We can trace the metadata defined on the class via meta_leaves.

from gpjax.base import meta_leaves

rbf = RBF()

meta_leaves(rbf)

[({'bijector': <tfp.bijectors.Softplus 'softplus' batch_shape=[] forward_min_event_ndims=0 inverse_min_event_ndims=0 dtype_x=? dtype_y=?>,
   'trainable': True,
   'name': 'lengthscale'},
  1.0),
 ({'bijector': <tfp.bijectors.Softplus 'softplus' batch_shape=[] forward_min_event_ndims=0 inverse_min_event_ndims=0 dtype_x=? dtype_y=?>,
   'trainable': True,
   'name': 'variance'},
  1.0)]

Similar to jax.tree_utils.tree_leaves, this function returns a flattened PyTree. However, instead of just the values, it returns a list of tuples that contain both the metadata and value of each PyTree leaf. This traced metadata can be utilised for applying maps (how constrain, unconstrain, stop_gradient work), as described in the next section.

Metamap

The constrain, unconstrain, and stop_gradient methods on the Module use a meta_map function under the hood. This function enables us to apply metadata functions to the PyTree leaves, making it a powerful tool.

To achieve this, the function involves the same tracing as meta_leaves to create a flattened list of tuples consisting of (metadata, leaf value). However, it also allows us to apply a function to this list and return a new transformed PyTree, as demonstrated in the examples that follow.

Filter example:

A meta_map works similarly to jax.tree_utils.tree_map. However, it differs in that it allows us to define a function that operates on the tuple (metadata, leaf value). For example, we could use a function to filter based on a name attribute.

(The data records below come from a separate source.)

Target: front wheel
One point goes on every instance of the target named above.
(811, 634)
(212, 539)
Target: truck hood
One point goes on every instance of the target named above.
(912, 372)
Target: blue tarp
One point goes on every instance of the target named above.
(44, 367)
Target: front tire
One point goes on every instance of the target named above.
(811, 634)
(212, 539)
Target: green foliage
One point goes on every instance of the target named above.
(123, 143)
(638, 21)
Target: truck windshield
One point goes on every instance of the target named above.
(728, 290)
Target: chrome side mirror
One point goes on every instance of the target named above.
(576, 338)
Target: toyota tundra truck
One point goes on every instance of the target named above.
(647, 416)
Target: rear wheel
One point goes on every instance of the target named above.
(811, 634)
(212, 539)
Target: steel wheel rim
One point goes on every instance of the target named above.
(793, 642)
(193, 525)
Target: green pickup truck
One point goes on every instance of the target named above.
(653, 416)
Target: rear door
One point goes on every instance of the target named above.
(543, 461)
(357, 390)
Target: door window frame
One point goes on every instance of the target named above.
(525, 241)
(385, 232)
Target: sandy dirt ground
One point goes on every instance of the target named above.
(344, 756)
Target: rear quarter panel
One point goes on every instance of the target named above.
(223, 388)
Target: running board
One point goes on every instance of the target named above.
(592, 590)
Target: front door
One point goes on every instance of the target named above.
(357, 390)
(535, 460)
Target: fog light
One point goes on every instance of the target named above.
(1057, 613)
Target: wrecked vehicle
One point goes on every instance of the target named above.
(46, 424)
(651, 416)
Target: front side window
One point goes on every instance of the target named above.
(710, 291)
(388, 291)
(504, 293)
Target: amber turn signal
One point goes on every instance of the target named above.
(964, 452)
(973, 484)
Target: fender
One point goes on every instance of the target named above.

from gpjax.base import meta_map


def filter_lengthscale(meta_leaf):
    meta, leaf = meta_leaf
    if meta.get("name", None) == "lengthscale":
        return 3.14
    else:
        return leaf


print(meta_map(filter_lengthscale, rbf))

RBF(lengthscale=3.14, variance=1.0)

How `constrain` works:

To apply a constrain, we filter on the attribute "bijector", and apply a forward transformation to the PyTree leaf:

# This is how constrain works! ⛏
def _apply_constrain(meta_leaf):
    meta, leaf = meta_leaf

    if meta is None:
        return leaf

    return meta.get("bijector", tfb.Identity()).forward(leaf)


meta_map(_apply_constrain, rbf)

RBF(lengthscale=Array(1.3132617, dtype=float32), variance=Array(1.3132617, dtype=float32))

As expected, we find the same result as calling rbf.constrain().